You can expect that:
1. Your grief will take longer than most people
think. 2. Your grief will take more energy than
you would ever have imagined.
3. Your grief will involve many changes and be continually developing.
4. Your grief will show itself in all spheres of your life: psychological,
social, and physical.
5. You will grieve many things both symbolic and tangible, not just
the death alone.
6. You will grieve for what you have lost already and for what you
have lost for the future.
7. Your grief will entail mourning not only for the actual person you lost
but also for all of the hopes, dreams, and unfulfilled expectations you held or and with that person, and for the needs that
will go unmet because of the death.
8. Your grief will involve a wide variety of feelings and reactions,
not solely those that are generally thought of as grief, such as depression and sadness.
9. The loss will resurrect old issues, feelings and unresolved conflict
from the past.
10. You will have some identity confusion as a result of this major loss
and the fact that you are experiencing reactions that may be quite different for you.
11. You will have a combination of anger and depression, such as irritability,
frustration, annoyance, or intolerance.
12. You may feel some anger and guilt, or at least some manifestation of
these emotions.
13. You may have a lack of self-concern.
14. You may experience grief spasms, acute upsurges of grief that occur
suddenly with no warning.
15. You may have trouble thinking (memory, organization, and intellectual
processing) and making decisions.
16. You may feel like you are going crazy.
17. You may be obsessed with the death and preoccupied with the deceased.
18. You may begin a search for meaning and may question your religion and/or
philosophy of life.
19. You may find yourself acting socially in ways that are different from
before.
20. You may find yourself having a number of physical reactions.

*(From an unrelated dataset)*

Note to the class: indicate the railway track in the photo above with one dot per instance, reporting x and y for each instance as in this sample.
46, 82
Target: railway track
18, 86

21. Society will have unrealistic expectations about your mourning and
may respond inappropriately to you.
22. You may find that there are certain dates, events, and stimuli that
bring upsurges in grief.
23. Certain experiences later in life may resurrect intense grief for you
temporarily.
In summary, your grief will bring with it, depending on the
combination of factors above, an intense amount of emotion that will surprise you and those around you. Most of us are unprepared
for the global response we have to a major loss. Our expectations tend to be unrealistic, and more often than not we receive
insufficient assistance from friends and society. Your grief will not only be more intense than you expected but
it will also be manifested in more areas and ways than you ever anticipated. You can expect to see brief upsurges of it at
anniversary and holiday times, and in response to certain stimuli that remind you of what you have lost. Your grief will be
very idiosyncratic and dependent upon the meaning of your loss, your own personal characteristics, the type of death, your
social support, and your physical state.